When Billionaires Don’t Pay Taxes, People “Lose Faith in Democracy” – By Jesse Eisinger, Jeff Ernsthausen and Paul Kiel (ProPublica) / February 28, 2022
In an interview, Senate Finance Chair Ron Wyden described the effect of the tax dodging revealed in “The Secret IRS Files” and argued that his stalled efforts to make the ultrawealthy pay what he calls “their fair share” could still bear fruit.
ProPublica is a nonprofit newsroom that investigates abuses of power. Sign up to receive our biggest stories as soon as they’re published.
Last year, ProPublica began publishing “The Secret IRS Files,” a series that has used a vast trove of never-before-seen tax information on the wealthiest Americans to examine their tax avoidance maneuvers.

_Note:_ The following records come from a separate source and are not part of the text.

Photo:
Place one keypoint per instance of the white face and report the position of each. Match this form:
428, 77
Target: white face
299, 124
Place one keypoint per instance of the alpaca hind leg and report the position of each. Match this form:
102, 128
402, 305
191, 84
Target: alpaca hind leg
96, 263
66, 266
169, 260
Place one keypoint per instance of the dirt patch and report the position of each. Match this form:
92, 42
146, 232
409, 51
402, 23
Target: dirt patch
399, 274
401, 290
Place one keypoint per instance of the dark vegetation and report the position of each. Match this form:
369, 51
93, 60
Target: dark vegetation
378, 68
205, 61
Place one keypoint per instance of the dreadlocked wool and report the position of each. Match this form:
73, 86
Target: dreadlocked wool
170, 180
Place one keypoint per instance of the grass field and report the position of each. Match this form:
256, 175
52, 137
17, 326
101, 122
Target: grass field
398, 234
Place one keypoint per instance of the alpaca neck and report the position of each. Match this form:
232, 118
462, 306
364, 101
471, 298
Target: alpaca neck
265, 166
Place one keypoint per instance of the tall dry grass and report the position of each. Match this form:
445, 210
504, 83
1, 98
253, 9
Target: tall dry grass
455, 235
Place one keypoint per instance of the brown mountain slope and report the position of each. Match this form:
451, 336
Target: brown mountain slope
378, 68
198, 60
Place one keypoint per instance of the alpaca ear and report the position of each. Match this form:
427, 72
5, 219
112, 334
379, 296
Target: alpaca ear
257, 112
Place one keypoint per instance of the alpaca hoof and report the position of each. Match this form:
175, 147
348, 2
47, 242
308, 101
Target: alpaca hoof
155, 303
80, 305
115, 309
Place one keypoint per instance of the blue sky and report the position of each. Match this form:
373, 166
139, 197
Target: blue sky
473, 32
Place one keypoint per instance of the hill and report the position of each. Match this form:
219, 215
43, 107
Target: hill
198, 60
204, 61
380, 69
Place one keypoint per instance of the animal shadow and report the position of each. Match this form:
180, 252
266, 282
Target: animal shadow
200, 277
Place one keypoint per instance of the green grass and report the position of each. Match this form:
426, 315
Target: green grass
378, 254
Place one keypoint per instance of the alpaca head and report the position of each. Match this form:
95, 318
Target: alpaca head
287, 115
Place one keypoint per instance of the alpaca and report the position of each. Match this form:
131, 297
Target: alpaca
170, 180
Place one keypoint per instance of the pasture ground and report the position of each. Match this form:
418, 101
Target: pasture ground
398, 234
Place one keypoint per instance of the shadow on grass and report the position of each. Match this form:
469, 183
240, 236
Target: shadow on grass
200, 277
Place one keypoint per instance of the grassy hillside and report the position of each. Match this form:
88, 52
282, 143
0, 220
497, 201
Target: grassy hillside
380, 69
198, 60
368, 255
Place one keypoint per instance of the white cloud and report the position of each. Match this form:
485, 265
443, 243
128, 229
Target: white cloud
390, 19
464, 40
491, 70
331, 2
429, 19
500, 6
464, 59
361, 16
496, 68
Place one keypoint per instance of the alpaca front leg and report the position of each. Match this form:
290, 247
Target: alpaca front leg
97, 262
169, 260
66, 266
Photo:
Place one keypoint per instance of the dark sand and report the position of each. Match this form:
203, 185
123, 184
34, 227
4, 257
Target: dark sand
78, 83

Since then, the Biden Administration and Democrats in Congress have been trying to close loopholes in the code and raise taxes on the rich to fund their legislative priorities. But the efforts have stalled, amid claims by Republicans that tax increases on billionaires would “destroy investment in America and punish success in America” and resistance from key Democrats, Sen. Joe Manchin, who called such a plan divisive, and Sen. Kyrsten Sinema, who has opposed tax increases more broadly.

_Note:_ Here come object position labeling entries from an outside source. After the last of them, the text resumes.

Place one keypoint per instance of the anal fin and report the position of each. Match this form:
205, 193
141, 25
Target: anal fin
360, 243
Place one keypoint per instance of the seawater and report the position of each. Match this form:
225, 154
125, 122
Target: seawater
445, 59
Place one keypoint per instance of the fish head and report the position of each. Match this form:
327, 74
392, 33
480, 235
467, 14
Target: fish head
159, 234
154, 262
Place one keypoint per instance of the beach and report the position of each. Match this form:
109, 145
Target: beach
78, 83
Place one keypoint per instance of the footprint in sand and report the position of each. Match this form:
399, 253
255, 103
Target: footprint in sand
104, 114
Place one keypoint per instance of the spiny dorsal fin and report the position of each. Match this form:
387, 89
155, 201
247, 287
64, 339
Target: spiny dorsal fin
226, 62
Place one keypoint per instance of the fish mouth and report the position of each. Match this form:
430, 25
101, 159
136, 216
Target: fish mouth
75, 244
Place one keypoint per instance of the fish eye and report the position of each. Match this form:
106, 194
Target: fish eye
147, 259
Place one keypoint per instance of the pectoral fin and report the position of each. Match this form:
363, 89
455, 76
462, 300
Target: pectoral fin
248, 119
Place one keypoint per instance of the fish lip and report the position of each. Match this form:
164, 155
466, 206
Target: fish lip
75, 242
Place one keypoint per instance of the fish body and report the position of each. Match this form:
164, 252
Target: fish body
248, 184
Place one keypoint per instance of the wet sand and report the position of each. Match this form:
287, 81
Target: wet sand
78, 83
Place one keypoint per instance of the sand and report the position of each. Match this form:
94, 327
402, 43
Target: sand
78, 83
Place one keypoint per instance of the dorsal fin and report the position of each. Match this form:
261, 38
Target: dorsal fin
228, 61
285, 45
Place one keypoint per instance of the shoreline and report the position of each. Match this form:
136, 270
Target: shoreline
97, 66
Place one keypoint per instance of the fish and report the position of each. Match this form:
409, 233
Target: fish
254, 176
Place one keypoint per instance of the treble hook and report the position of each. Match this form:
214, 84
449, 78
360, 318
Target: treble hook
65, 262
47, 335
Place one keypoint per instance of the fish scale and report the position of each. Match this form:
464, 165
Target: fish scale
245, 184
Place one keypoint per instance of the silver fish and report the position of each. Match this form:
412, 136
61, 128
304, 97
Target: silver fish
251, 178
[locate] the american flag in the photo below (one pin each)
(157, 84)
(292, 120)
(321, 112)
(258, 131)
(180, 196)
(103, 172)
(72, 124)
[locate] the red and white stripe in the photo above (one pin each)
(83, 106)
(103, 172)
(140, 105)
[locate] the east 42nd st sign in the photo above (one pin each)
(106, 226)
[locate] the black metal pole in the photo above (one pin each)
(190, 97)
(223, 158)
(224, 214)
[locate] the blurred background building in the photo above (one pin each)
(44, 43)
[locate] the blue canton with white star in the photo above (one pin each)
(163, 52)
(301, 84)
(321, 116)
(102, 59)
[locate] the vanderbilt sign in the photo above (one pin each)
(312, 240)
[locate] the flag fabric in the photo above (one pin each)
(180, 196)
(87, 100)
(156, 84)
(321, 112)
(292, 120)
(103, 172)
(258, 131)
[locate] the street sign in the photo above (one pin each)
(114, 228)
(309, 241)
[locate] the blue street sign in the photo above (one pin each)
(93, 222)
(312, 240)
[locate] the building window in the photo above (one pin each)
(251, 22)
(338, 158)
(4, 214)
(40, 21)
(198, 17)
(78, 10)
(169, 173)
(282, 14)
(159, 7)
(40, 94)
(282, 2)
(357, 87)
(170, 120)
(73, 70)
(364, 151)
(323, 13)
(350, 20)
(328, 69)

Ron Wyden, the Oregon Democrat who chairs the Senate Finance Committee, is one of the top experts in Congress on tax matters and an advocate of raising taxes on the rich. He has proposed a bill that would build on his past efforts to tax the wealthiest. The most recent legislation would tax people with $1 billion in assets (or $100 million in income for three years in a row) not just on their income as it is traditionally defined but also on the growth of their wealth each year. It would take a bite out of so-called unrealized gains, taxing a rise in the value of the stocks, bonds and other assets owned by the ultrawealthy — even if they didn’t sell the assets. For assets that are not readily traded, Wyden’s bill would impose a deferred tax, an annual interest charge that would be added to any capital gains tax owed when the wealthy person sells the asset.